In stock news, investors are getting less confident in the market with the expectations that the market will fall 10% or more at its highest level since 1984 according to a survey of investment writers. Of course those investment writers also thought 2008 would be a banner year for the S&P, Dewey would defeat Truman, and Fermat’s last thereom would go unsolved (hey guys, all you had to do was carry the 1). Money McBags was happily not one of the writers polled because he refuses to be associated with other financial writers and their groupthink (plus there was that incident last year at the Financial Writers of America Conference involving a punch bowl and a Money McBags’ turd, so it’s not clear he is welcome anyway). Also, Time Warner and AOL both put up good quarters, just not together, as they proved that two heads are often better than one (unless the head in question is Bar Refaeli‘s, and then one is perfectly acceptable). Time Warner not only beat estimates, but they raised their dividend thanks to strength in their film and cable business which was able to provide a boost for continuing publishing declines (why buy an investment magazine when you can read Money McBags for free?). AOL’s earnings were $.01 per share, though their revenue shrunk by 17% because people don’t use fucking dial-up internet service anymore. Jeesh. To diversify out of the dial-up business, AOL is said to be working on an updated abacus (featuring different colored beads), tins for dageurreotypes, and a re-invention of the wheel (they are apparently making it square).
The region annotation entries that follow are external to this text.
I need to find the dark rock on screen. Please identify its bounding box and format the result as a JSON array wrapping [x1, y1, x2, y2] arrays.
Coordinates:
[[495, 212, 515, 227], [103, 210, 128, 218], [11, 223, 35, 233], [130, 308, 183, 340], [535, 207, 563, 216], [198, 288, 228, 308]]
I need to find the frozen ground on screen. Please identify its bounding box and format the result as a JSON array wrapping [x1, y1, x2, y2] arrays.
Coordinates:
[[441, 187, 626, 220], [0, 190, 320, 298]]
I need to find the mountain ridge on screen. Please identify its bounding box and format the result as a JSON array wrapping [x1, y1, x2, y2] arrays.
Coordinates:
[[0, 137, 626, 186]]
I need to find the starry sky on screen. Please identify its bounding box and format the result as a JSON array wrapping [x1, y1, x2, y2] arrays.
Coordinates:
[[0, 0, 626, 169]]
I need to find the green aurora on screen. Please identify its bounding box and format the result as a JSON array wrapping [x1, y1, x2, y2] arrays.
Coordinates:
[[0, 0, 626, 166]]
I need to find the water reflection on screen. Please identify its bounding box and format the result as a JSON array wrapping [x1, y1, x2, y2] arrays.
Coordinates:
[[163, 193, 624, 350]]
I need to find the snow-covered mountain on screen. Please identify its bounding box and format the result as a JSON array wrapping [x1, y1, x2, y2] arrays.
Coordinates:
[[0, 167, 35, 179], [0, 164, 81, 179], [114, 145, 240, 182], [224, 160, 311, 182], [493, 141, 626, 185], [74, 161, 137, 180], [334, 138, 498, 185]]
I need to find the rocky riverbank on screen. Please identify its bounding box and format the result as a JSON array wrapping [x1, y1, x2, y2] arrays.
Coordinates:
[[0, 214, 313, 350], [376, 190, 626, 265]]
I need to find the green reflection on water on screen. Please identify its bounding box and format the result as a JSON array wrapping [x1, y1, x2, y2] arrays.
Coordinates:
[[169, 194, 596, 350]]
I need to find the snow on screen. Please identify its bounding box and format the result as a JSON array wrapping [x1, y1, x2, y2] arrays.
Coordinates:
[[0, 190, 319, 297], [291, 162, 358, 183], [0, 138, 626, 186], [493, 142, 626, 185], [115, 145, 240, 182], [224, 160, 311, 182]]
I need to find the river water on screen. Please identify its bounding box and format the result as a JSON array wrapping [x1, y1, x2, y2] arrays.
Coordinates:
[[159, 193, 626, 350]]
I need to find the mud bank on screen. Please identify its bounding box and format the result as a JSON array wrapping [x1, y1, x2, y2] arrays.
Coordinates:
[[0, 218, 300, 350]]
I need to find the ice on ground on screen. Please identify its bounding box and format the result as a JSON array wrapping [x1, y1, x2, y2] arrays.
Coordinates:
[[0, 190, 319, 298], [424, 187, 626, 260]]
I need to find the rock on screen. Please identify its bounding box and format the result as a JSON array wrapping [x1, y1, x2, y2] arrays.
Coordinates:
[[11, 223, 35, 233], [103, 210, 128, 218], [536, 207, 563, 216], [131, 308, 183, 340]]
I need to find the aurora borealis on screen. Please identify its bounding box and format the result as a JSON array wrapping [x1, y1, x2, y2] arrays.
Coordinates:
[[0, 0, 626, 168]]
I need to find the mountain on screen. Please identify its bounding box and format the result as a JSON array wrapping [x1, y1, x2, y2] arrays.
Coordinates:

In small cap news, HDIX (aptly named H sucks a DIX by Money McBags who owned them for a while last year) is up 89% on a buyout proposal from a Japanese company named Nipro (or as it’s pronounced in the US, Nipple). HDIX makes cheap over the counter diabetes blood test readers that sell for less than half the price of competitor’s products and work just as well. It was that thesis that led Money McBags to buy the stock last year as the recession should have caused people to trade down, of course it was HDIX’s shitty performance that caused Money McBags to sell well before today’s payoff. In other news, CKSW is down after their inline Q though guidance was for slighly above street revenue estimates for 2010. Money McBags has yet to fully go through their quarter but the sell-off is likely because license revenue did not grow. That said, their book to bill was greater than 1 (and book to bill is a strong leading indicator of future performance, like packs of unopened condoms at the beginning of a gang bang), they are forecasting near 20% growth, and are trading at 16x or so 2010 earnings or 3x revenues. The company isn’t terribly cheap, but they are growing, their fleet optimization software is supposed to be the best in the business, and they have a burgeoning partnership with SAP to deliver this software. Money McBags will look in to their Q a bit more tonight, but this is another watch list stock for all of you out there because they have a market leading technology in a growing market and a huge partner (SAP). This smells more of an acquisition candidate than Paris Hilton smells of AIDS.